North pacific right whale - Eubalaena japonica
Taxonomy & Nomenclature
Physical Description / Field Identification
Right whales in the North Atlantic and North Pacific are not known to differ in their external morphology or coloration, so the diagnostic features of the North Atlantic species are repeated here. North Pacific right whales have a massive head that can be up to nearly one-third of their body length. The jawline is arched and the upper jaw is very narrow in dorsal view. The flippers are broad and tend to be more fan-shaped than the pointed flippers of most other cetaceans. There is no dorsal fin or dorsal ridge on the broad back. The flukes are very wide and smoothly tapered, with a smooth trailing edge and a deep notch.
Most northern right whales are predominantly black, but there may be large white splotches of varying extent on the belly. The head is covered with callosities, areas of roughened skin to which whale lice and sometimes barnacles attach. The largest of these callosities, on the top of the rostrum, is called the bonnet. The widely separated blowholes produce a V-shaped blow up to 5 m high. Inside the mouth are 200-270 long thin baleen plates, which may reach nearly 3 m in length. They are brownish-gray to black in color. The fringes of these plates are very fine, reflecting the small prey taken by this species.
Adults range in length to over 17 m, with females larger than males.
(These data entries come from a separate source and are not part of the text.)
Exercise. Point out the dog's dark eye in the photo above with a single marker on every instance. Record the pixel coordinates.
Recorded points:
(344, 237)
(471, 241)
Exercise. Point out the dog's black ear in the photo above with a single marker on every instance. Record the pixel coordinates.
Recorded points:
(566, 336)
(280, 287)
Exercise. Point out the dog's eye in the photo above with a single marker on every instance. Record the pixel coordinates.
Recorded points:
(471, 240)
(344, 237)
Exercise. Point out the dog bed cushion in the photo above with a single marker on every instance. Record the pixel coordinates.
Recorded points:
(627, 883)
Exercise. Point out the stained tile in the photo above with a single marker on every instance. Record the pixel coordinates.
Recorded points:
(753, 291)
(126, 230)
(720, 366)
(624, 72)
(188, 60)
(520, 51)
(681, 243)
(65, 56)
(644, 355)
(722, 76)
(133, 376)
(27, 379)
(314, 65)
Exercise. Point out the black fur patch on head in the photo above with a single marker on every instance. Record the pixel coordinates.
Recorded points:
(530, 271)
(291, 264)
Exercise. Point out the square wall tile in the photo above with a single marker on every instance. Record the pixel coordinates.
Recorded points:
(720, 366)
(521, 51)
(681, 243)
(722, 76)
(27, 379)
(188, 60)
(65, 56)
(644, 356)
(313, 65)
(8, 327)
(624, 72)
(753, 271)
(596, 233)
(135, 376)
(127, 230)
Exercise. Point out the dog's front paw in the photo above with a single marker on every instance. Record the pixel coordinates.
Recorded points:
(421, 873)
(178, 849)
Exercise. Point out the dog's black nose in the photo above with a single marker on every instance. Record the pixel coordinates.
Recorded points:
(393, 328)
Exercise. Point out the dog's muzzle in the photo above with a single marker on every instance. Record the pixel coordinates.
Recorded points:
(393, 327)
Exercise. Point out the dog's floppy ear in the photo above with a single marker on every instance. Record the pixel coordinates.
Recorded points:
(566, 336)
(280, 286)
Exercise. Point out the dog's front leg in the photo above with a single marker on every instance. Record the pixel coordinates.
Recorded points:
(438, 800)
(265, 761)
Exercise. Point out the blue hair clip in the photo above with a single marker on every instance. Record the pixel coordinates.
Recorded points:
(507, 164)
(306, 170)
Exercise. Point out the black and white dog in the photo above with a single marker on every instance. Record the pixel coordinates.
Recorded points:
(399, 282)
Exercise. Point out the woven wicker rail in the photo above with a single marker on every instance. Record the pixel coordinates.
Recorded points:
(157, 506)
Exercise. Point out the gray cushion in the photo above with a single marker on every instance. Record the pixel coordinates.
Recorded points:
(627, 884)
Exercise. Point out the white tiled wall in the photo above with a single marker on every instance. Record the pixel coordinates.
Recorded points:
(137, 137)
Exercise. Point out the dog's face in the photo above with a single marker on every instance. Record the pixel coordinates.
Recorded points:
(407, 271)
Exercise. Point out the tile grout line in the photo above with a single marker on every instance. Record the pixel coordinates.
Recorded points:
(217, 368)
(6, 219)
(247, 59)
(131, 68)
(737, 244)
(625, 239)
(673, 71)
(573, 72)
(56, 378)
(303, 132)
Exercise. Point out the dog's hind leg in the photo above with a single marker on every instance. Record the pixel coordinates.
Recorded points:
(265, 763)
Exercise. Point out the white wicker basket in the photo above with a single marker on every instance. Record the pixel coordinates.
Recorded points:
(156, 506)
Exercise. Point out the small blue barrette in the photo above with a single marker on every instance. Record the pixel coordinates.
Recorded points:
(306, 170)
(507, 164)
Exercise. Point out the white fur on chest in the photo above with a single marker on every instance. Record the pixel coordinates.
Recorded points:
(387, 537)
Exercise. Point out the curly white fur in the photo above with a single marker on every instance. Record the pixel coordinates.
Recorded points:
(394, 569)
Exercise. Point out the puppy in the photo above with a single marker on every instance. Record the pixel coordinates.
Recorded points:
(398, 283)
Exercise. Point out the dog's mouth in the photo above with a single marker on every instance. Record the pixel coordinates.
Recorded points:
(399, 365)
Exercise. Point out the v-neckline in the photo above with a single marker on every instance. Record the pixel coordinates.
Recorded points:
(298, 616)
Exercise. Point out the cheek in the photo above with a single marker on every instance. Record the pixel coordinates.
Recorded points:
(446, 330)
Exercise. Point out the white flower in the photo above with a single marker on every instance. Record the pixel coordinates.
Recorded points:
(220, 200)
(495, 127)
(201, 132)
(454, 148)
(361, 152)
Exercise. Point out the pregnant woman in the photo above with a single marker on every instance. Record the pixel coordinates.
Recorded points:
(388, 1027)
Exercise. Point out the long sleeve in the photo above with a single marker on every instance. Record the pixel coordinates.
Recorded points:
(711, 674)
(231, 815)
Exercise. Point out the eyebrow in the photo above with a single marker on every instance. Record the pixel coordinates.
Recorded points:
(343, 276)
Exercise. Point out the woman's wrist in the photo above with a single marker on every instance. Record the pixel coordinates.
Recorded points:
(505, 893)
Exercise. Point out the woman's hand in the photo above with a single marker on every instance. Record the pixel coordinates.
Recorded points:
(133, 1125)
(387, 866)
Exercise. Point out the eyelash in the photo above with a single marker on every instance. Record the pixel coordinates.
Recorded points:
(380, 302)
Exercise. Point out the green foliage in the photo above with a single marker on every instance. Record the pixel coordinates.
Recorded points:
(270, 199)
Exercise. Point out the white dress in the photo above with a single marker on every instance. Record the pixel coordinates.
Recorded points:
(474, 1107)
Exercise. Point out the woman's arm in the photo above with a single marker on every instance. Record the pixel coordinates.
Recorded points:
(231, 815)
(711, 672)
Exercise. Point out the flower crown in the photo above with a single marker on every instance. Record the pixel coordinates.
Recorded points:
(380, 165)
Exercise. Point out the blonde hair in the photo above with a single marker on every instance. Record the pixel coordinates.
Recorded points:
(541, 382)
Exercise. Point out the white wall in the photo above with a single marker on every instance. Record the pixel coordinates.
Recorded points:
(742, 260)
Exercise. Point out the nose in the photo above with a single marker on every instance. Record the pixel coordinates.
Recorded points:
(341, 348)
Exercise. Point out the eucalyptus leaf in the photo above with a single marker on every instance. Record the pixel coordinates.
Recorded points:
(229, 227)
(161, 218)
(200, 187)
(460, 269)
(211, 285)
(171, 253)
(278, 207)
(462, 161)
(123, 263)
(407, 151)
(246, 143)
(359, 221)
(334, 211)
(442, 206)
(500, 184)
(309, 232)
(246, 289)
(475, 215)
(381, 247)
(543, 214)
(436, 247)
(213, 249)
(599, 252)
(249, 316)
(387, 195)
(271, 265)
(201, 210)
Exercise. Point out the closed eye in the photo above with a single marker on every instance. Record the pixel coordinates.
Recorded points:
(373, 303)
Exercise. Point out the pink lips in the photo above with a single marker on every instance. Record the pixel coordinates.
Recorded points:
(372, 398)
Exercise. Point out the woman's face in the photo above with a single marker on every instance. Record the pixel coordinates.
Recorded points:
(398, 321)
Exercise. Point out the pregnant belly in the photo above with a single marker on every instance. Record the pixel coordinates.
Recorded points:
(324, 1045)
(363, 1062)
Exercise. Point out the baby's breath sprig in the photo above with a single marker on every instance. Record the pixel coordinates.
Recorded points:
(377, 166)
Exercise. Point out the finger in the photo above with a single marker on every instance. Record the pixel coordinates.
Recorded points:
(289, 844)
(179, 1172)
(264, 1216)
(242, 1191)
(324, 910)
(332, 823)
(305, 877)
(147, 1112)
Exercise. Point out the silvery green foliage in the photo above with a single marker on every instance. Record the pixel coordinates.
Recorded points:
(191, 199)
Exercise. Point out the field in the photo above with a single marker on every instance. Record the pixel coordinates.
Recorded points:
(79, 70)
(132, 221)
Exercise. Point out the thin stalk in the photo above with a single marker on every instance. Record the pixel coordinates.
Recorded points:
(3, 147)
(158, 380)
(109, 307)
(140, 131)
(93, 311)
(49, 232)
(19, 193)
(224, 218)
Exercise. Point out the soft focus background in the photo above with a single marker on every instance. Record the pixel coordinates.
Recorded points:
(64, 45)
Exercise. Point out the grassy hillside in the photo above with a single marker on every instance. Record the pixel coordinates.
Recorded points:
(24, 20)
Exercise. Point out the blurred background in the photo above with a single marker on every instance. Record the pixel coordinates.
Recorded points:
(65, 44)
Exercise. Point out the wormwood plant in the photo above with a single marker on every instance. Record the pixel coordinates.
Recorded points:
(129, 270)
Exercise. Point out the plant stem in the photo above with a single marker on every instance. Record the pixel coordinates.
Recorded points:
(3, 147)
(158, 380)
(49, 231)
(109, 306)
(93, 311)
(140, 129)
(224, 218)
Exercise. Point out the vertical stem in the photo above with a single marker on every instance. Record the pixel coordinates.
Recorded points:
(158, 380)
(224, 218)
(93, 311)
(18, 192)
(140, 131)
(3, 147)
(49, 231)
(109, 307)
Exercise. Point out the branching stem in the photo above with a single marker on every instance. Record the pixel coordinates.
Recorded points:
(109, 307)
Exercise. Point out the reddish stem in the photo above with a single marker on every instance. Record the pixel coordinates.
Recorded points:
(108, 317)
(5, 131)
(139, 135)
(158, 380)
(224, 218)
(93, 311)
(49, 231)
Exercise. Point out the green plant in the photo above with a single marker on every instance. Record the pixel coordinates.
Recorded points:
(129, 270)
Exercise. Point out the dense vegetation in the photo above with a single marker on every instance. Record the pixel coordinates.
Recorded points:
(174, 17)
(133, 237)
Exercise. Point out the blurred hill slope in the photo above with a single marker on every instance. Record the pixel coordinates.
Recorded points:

Based on the North Atlantic species, newborns are 4.5-6 m long and adults may weigh 80-100 tons. The blow is V-shaped.
Can be Confused With
In the northern extremes of their range, especially in the Bering and Okhotsk seas, North Pacific right whales may be confused with bowhead whales. Bowhead whales lack callosities and right whales have white patches only on the belly.
Distribution
Right whales are now extremely rare in the North Pacific and little is known of their current distribution there. Sightings and whaling catches have occurred in the Okhotsk and Bering seas, Gulf of Alaska, and around the Kuril and Aleutian islands. There have also been recent reports further south off Japan, the western United States, and Baja California, Mexico.
Ecology and Behavior
These whales generally occur most often singles or pairs. Larger groups or aggregations may form on feeding or breeding grounds. They perform breaches and other aerial behaviors and generally raise their flukes before a long dive.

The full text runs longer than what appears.